Briefing and Consultations on Libya and Briefing on Security Challenges in the Mediterranean Region
The situation in Libya and the security challenges in the Mediterranean region are expected to be the focus of two meetings at the end of the second week of Italy’s presidency (16 and 17 November). Both meetings are expected to be chaired by the Foreign Minister of Italy, Angelino Alfano.
The situation in Libya
On 16 November, the Council is expected to receive briefings from the Special Representative and head of the UN Support Mission in Libya (UNSMIL), Ghassan Salamé, and from the chair of the 1970 Libya Sanctions Committee, Ambassador Olof Skoog (Sweden). Salamé will provide an update on the implementation of the UN Action Plan for the resumption of an inclusive Libya-owned political process, which was endorsed by the Council in a 10 October presidential statement (S/PRST/2017/19). Although the meeting will be followed by consultations, Council members are likely to deliver statements in the open chamber.
Council members will be interested in hearing more about the meetings organised by Salamé in October with members of both the Tobruk-based House of Representatives and the Tripoli-based High Council of State. The goal of these meetings was to finalise amendments to the 2015 Libyan Political Agreement (LPA). While convergence started to emerge on some issues (including the separation of executive authority into a three-member Presidency Council and a ministerial cabinet), key issues remain outstanding. Chief among these is agreeing which office will hold the responsibility of supreme commander of the armed forces. Council members are likely to be interested in Salamé’s assessment of the stumbling blocks to reaching and implementing such agreement, as well as his plan to convene further meetings and table bridging proposals to try to move the negotiation process forward.

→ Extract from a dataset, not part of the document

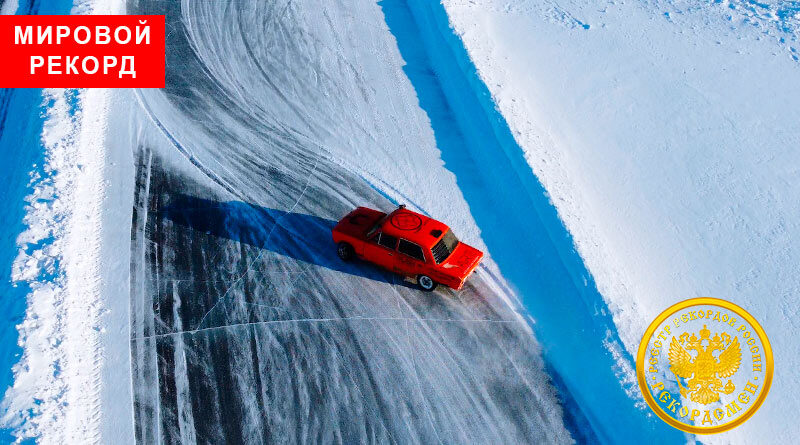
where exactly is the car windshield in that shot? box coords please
[366,213,389,238]
[431,229,459,264]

The UN Action Plan assumes that the LPA, with some amendments, will continue to provide the framework for the political process. However, Khalifa Haftar, the head of the so-called Libyan National Army, has repeatedly said in public that the transitional period outlined in the LPA will end in December, while threatening to take action to avoid an institutional vacuum. Council members might be interested in discussing with Salamé a joint approach and coherent messages in order to prevent escalation ahead of the perceived December deadline.
Council members are also expected to discuss the recent escalation of violence in Libya that has been marked by increased fighting among militias affiliated with various parties, including near Tripoli, and ongoing human rights violations and violations of international humanitarian law. The LNA’s siege of Derna, which has included airstrikes, has resulted in the death of dozens of civilians.

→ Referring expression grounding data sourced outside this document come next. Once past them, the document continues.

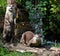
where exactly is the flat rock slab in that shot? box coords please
[4,43,60,56]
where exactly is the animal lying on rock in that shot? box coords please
[20,31,34,46]
[20,31,42,46]
[27,34,41,46]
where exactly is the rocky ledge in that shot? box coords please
[4,43,60,56]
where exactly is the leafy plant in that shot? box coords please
[25,0,60,41]
[0,0,7,17]
[25,1,44,34]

Briefing the Council on 7 November, ICC Prosecutor Fatou Bensouda expressed concerns at the discovery in the town of al-Abyar, near Benghazi, of the bodies of 36 people who appear to have been tortured and executed. She reminded the Council of the responsibility of military commanders for crimes committed by those under their effective command and control, and stated that she would “not hesitate to bring new applications for warrants of arrest”.
Security Challenges in the Mediterranean Region
On Friday (17 November), Italy is planning to hold a briefing that is expected to explore the challenges to peace and security in the Mediterranean region. Secretary-General António Guterres is the anticipated briefer.

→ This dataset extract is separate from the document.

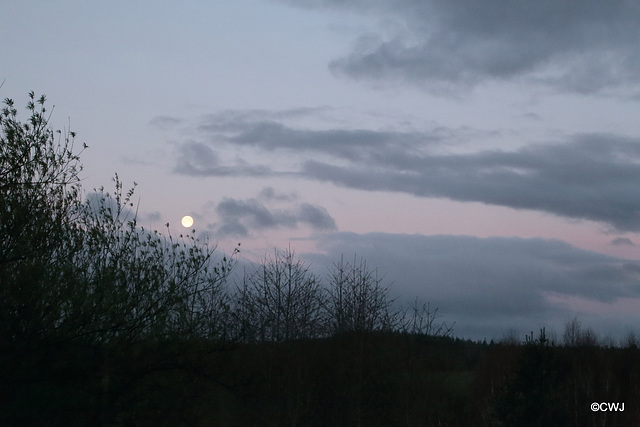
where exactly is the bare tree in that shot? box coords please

The meeting is expected to focus on the root causes of the security problems in the Mediterranean and to consider initiatives to promote regional stability. While the Council addresses some conflicts with impact on the region separately (Libya, Syria, and the Sahel), the objective of this meeting is to identify the spill-over effects of these conflicts more holistically. Among the issues that are expected to be discussed are the threat of terrorism and violent extremism, the destabilising role of illicit trafficking and transnational organised crime, the protection of minorities and cultural heritage, and the role of women and youth. The meeting is further expected to provide an opportunity to tackle the factors that lead to displacement, such as limited socio-economic development, the absence of state authority and accountable institutions, and the impact of climate change. In this sense, members may address the measures that can be taken by the international community to manage the tensions caused by complex migration-related issues.
While discussing the security challenges in the Mediterranean region, Council members may stress the importance of upholding human rights and international refugee law. On 14 November, the UN High Commissioner for Human Rights, Zeid Ra’ad Al Hussein, characterised the suffering of migrants detained in Libya as “an outrage to the conscience of humanity”. He criticised the international community for turning a blind eye to the horrors endured by migrants in Libya “and pretend[ing] that the situation can be remedied only by improving conditions in detention”.